Posted in Dos desvarios. on 11/08/2010 by adrianatribal
O amor comeu meu nome, minha identidade, meu retrato. O amor comeu minha certidão de idade, minha genealogia, meu endereço. O amor comeu meus cartões de visita. O amor veio e comeu todos os papéis onde eu escrevera meu nome.

O amor comeu minhas roupas, meus lenços, minhas camisas. O amor comeu metros e metros de gravatas. O amor comeu a medida de meus ternos, o número de meus sapatos, o tamanho de meus chapéus. O amor comeu minha altura, meu peso, a cor de meus olhos e de meus cabelos.

O amor comeu meus remédios, minhas receitas médicas, minhas dietas. Comeu minhas aspirinas, minhas ondas-curtas, meus raios-X. Comeu meus testes mentais, meus exames de urina.

O amor comeu na estante todos os meus livros de poesia. Comeu em meus livros de prosa as citações em verso. Comeu no dicionário as palavras que poderiam se juntar em versos.

Faminto, o amor devorou os utensílios de meu uso: pente, navalha, escovas, tesouras de unhas, canivete. Faminto ainda, o amor devorou o uso de meus utensílios: meus banhos frios, a ópera cantada no banheiro, o aquecedor de água de fogo morto mas que parecia uma usina.

O amor comeu as frutas postas sobre a mesa. Bebeu a água dos copos e das quartinhas. Comeu o pão de propósito escondido. Bebeu as lágrimas dos olhos que, ninguém o sabia, estavam cheios de água.

O amor voltou para comer os papéis onde irrefletidamente eu tornara a escrever meu nome.

O amor roeu minha infância, de dedos sujos de tinta, cabelo caindo nos olhos, botinas nunca engraxadas. O amor roeu o menino esquivo, sempre nos cantos, e que riscava os livros, mordia o lápis, andava na rua chutando pedras. Roeu as conversas, junto à bomba de gasolina do largo, com os primos que tudo sabiam sobre passarinhos, sobre uma mulher, sobre marcas de automóvel.

O amor comeu meu Estado e minha cidade. Drenou a água morta dos mangues, aboliu a maré. Comeu os mangues crespos e de folhas duras, comeu o verde ácido das plantas de cana cobrindo os morros regulares, cortados pelas barreiras vermelhas, pelo trenzinho preto, pelas chaminés. Comeu o cheiro de cana cortada e o cheiro de maresia. Comeu até essas coisas de que eu desesperava por não saber falar delas em verso.

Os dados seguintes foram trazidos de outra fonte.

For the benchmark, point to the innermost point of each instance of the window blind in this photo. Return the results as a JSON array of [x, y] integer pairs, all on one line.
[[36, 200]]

O amor comeu até os dias ainda não anunciados nas folhinhas. Comeu os minutos de adiantamento de meu relógio, os anos que as linhas de minha mão asseguravam. Comeu o futuro grande atleta, o futuro grande poeta. Comeu as futuras viagens em volta da terra, as futuras estantes em volta da sala.

O amor comeu minha paz e minha guerra. Meu dia e minha noite. Meu inverno e meu verão. Comeu meu silêncio, minha dor de cabeça, meu medo da morte.